Vous l’ignoriez ? ça se passe là , à deux pas de chez vous. A deux blocs d’immeubles de votre domicile, derrière le restaurant que vous fréquentez, sur les trottoirs chic de vos enseignes préférées. Chic le jour, glauques au cœur de la nuit, à l’heure des prédateurs qui circulent en toute impunité.
Deux cent quatre-vingt-quatorze ? « La belle affaire ! », direz-vous. Seulement voilà , ces trois centaines-là ne sont que la partie visible, officiellement recensée, d’une population en détresse autrement plus importante.
Exclus du milieu familial, éjectés du système scolaire, en perte flagrante de repères, abandonnés de tous – exception faite d’un Samu social aux moyens limités et de quelques associatifs...

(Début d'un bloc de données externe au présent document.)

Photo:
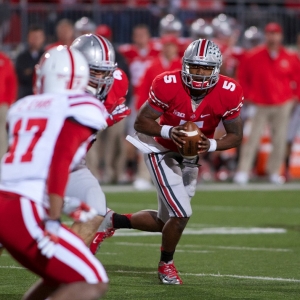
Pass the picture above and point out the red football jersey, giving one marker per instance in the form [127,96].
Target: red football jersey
[169,96]
[118,90]
[158,66]
[8,80]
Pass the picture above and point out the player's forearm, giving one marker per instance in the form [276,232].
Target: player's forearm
[147,126]
[56,203]
[146,121]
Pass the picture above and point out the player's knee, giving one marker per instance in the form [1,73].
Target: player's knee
[191,189]
[180,223]
[96,199]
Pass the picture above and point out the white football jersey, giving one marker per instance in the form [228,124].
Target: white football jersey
[34,124]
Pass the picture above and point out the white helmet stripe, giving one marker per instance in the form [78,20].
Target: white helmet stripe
[72,73]
[105,46]
[202,48]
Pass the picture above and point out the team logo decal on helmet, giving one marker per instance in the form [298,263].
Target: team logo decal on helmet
[204,53]
[100,56]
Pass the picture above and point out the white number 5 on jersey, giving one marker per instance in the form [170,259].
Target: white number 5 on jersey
[169,78]
[228,86]
[117,74]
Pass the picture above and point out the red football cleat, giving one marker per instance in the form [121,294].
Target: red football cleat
[168,274]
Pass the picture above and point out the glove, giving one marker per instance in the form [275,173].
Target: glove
[110,106]
[48,242]
[78,210]
[119,113]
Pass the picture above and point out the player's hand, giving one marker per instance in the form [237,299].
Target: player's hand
[119,113]
[203,144]
[176,135]
[48,242]
[78,210]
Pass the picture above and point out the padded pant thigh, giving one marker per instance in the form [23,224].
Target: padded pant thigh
[168,178]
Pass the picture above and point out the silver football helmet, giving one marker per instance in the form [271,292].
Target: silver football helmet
[205,53]
[100,56]
[170,24]
[201,29]
[84,25]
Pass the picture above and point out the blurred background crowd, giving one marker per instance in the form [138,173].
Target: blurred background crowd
[260,43]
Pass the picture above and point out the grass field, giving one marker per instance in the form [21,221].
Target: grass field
[237,245]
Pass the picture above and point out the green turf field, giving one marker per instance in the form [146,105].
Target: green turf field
[237,245]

Que savons-nous de ces fantômes qui errent à la nuit tombée dans les décors abandonnés d’une capitale économique qui a, depuis longtemps, fermé les yeux sur ses propres turpitudes ?
Toutes les grandes villes du monde génèrent leurs enfants perdus. Et Casablanca ne saurait y échapper. Mais toutes les grandes villes du monde ne les abandonnent pas à leur triste sort. Quand des mineurs squattent une villa, au milieu des immondices, depuis des années, à proximité d’un commissariat de police, il n’est pas illégitime de s’interroger – exemple parmi d’autres – sur l’action, ou l’inaction, des pouvoirs publics.

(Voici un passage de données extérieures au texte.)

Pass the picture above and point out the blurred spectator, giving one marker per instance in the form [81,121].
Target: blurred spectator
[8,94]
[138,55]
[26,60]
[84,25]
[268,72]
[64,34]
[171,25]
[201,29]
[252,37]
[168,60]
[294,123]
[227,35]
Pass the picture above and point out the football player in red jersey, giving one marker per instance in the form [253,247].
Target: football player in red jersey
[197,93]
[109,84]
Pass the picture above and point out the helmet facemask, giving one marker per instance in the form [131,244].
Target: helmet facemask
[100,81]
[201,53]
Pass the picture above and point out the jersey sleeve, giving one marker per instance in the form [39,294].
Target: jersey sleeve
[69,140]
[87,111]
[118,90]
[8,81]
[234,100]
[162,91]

Et encore plus d’une police plus prompte à interpeller de jeunes couples paisibles, en quête d’un improbable « certificat de mariage », qu’à venir en aide à ces petites mendiantes de six ou huit ans qui quémandent à une heure du matin à proximité d’un grand carrefour, ou à ces mineur(e)s à la merci quotidienne de quelques pervers patentés.
Nous avons aujourd’hui au gouvernement une femme. Une seule femme, à qui a été confié le « ministère de la Solidarité, de la Femme, de la Famille et du Développement social ». Un ministère hautement « protecteur ».

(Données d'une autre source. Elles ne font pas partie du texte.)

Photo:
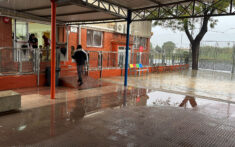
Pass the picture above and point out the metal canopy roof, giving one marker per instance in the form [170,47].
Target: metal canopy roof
[80,11]
[73,10]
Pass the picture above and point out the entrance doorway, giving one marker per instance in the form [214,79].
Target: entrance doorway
[122,56]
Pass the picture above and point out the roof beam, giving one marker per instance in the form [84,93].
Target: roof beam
[20,15]
[74,13]
[171,10]
[99,5]
[42,8]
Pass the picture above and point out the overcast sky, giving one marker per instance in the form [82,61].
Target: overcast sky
[223,31]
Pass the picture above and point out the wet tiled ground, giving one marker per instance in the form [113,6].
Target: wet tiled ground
[202,83]
[111,115]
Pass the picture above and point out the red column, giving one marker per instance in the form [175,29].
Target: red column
[53,46]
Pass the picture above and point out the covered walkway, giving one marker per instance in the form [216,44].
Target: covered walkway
[112,115]
[202,83]
[192,111]
[70,12]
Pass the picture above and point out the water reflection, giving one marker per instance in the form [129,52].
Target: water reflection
[189,99]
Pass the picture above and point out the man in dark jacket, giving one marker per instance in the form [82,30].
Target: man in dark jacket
[80,56]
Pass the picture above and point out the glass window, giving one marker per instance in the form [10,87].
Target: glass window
[140,41]
[21,31]
[94,38]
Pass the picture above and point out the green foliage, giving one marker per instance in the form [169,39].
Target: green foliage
[168,47]
[219,7]
[158,49]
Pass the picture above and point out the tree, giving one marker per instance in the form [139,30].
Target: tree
[168,47]
[158,49]
[188,24]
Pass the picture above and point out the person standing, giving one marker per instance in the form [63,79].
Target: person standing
[33,41]
[80,57]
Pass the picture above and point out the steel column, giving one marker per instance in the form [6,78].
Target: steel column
[53,46]
[127,45]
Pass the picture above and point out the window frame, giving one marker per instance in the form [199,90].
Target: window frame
[93,39]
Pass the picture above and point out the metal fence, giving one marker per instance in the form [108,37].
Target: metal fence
[217,55]
[15,61]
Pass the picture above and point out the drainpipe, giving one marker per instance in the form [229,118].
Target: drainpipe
[53,47]
[127,45]
[233,68]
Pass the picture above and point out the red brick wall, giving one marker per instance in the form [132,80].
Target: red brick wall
[111,42]
[5,33]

Famille et développement social : deux concepts à des années-lumière du quotidien de ces milliers d’enfants abandonnés à cet envers du décor d’un Maroc engagé sur la voie de la modernité.
On aimerait que notre nouvelle ministre qui, hier, proclamait son attachement à la polygamie et au mariage des mineures, engage aujourd’hui résolument son action et ses services en faveur de ces enfants et mineurs écartés de toute « famille » et tenus à distance de tout « développement social ».